Re: [patch] 2.6.0-test9 pal/sal/salinfo/mca

From: Keith Owens <kaos_at_sgi.com>
Date: 2003-12-04 13:05:18
On 03 Dec 2003 17:38:19 -0800, 
Ben Woodard <woodard@redhat.com> wrote:
>On Tue, 2003-11-25 at 00:37, Keith Owens wrote:
>> Forward port the recent changes to pal.h, sal.h, mca.h, salinfo.c and
>> mca.c from 2.4.23-rc2 to 2.6.0-test9.
>> 
>> This converts 2.6 to use salinfo instead of printing CMC/CPE/MCA/INIT
>> records in the kernel.  It makes the two kernel versions as close
>> together as possible.
>
>I'd like to inquire a bit more into the state of MCA in 2.4 and 2.6. We
>are assembling a 1000 node ia64 cluster out of intel Tiger 4 servers and
>we want to make sure that MCA works well enough that we can at least get
>a good count of the ECC SBE's and panic if we get a MBE. 
>
>We are currently basing our kernel off of the Red Hat Enterprise Linux 3
>kernel and we discovered that the implementation of MCA included with it
>does not work for us.

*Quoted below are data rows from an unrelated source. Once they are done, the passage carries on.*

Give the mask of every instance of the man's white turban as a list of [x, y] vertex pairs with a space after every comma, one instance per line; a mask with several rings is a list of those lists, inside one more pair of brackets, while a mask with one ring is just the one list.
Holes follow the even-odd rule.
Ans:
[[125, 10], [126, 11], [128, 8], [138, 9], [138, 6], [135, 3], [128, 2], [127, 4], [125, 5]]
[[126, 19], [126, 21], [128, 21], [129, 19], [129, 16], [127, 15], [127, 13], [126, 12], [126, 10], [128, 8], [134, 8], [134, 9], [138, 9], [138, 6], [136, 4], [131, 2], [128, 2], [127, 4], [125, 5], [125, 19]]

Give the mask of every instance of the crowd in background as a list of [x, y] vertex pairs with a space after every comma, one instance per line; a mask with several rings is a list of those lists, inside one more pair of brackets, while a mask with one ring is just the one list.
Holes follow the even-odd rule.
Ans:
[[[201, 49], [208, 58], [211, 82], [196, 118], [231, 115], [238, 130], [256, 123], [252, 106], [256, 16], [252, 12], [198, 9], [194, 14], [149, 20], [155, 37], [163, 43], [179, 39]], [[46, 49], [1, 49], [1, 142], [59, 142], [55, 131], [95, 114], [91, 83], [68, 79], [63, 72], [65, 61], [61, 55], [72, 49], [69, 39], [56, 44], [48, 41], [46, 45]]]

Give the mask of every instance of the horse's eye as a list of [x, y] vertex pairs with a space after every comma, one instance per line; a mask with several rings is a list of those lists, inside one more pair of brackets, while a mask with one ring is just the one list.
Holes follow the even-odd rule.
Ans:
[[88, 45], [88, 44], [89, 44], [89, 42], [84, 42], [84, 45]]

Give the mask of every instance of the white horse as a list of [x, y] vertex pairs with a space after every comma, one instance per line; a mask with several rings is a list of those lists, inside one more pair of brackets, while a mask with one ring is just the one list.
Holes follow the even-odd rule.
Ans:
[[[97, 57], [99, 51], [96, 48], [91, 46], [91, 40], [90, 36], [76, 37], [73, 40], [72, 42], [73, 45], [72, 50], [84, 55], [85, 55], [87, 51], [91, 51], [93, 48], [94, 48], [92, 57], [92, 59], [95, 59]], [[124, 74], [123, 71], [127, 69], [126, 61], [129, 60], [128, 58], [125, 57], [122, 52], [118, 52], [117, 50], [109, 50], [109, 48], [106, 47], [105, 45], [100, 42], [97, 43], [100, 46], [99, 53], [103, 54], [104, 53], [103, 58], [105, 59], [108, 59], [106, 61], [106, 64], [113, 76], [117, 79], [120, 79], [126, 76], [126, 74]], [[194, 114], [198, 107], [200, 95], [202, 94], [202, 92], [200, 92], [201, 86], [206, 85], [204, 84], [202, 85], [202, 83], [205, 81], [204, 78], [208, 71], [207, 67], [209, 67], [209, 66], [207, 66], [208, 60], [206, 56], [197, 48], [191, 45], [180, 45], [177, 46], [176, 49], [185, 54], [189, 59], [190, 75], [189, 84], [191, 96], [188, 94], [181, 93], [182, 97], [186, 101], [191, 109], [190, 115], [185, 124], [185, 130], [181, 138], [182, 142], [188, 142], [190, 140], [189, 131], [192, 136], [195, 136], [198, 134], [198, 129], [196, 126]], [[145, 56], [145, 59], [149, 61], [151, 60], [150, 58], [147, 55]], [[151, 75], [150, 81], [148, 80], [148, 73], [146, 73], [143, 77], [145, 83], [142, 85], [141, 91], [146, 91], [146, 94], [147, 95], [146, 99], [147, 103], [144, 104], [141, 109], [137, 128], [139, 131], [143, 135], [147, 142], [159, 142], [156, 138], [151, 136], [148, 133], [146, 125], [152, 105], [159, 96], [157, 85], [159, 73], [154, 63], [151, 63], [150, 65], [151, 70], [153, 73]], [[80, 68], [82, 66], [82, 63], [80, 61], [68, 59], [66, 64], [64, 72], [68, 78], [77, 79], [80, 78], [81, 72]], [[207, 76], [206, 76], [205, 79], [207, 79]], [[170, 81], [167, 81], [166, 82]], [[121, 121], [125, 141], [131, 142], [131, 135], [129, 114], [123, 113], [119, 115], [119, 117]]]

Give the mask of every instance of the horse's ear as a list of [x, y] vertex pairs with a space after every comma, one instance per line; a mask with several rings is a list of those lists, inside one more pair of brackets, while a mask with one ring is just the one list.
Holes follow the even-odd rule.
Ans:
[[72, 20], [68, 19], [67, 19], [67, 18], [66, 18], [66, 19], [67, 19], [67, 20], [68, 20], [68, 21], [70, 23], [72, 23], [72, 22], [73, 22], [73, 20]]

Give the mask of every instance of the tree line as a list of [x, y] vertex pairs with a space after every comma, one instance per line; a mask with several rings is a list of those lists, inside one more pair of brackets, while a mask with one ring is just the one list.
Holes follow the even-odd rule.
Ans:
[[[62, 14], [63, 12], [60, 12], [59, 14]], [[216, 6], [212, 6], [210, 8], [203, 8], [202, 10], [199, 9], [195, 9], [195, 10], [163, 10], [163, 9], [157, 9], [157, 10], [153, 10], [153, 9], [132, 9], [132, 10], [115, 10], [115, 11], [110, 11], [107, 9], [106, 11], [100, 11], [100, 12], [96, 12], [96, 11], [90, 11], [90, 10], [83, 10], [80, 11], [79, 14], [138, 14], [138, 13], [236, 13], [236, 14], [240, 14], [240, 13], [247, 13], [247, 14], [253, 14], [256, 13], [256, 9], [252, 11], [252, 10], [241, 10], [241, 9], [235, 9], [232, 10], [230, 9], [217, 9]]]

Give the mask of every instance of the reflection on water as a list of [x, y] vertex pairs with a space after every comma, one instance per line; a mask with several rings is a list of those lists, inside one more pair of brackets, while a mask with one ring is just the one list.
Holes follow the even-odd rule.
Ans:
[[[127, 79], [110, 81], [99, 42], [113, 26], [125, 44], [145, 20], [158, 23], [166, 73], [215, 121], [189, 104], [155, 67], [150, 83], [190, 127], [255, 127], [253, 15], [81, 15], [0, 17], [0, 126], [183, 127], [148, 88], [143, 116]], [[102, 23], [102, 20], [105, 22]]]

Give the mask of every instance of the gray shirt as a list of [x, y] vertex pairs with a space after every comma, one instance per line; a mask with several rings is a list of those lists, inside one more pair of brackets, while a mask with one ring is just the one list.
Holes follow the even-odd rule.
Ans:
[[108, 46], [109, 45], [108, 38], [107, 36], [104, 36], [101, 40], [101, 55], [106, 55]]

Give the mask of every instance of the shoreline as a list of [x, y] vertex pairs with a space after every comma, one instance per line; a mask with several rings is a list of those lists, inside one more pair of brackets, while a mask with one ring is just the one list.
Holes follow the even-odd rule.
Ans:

The most obvious problem is that it never calls
>ia64_sal_clear_state_info after fetching a SAL record. Thus the CPE
>reasserts itself and the machine effectively locks up infinitely
>printing out the same CPE to the console.

2.4.23 ia64 BK tree has these lines in ia64_mca_log_sal_error_record().

        salinfo_log_wakeup(sal_info_type, buffer, size);
        platform_err = ia64_log_print(sal_info_type, (prfunc_t)printk);
        /* Clear logs from corrected errors in case there's no user-level logger */
        if (sal_info_type == SAL_INFO_TYPE_CPE || sal_info_type == SAL_INFO_TYPE_CMC)
                ia64_sal_clear_state_info(sal_info_type);

so you should be clearing CPE records immediately.  AS 3.0 is probably
out of date in its MCA handling.

>So what we are trying to do is improve the state of the MCA handling in
>our kernel. I managed a backport of the MCA code from 2.6.0-test9 to 2.4
>and it works much better. However, there are a couple of problems with
>it that could probably be sorted out by someone who understands the code
>better. Keith your message sort of hints that the possibility that the
>2.4 kernel's MCA code is further advanced than the 2.6 code.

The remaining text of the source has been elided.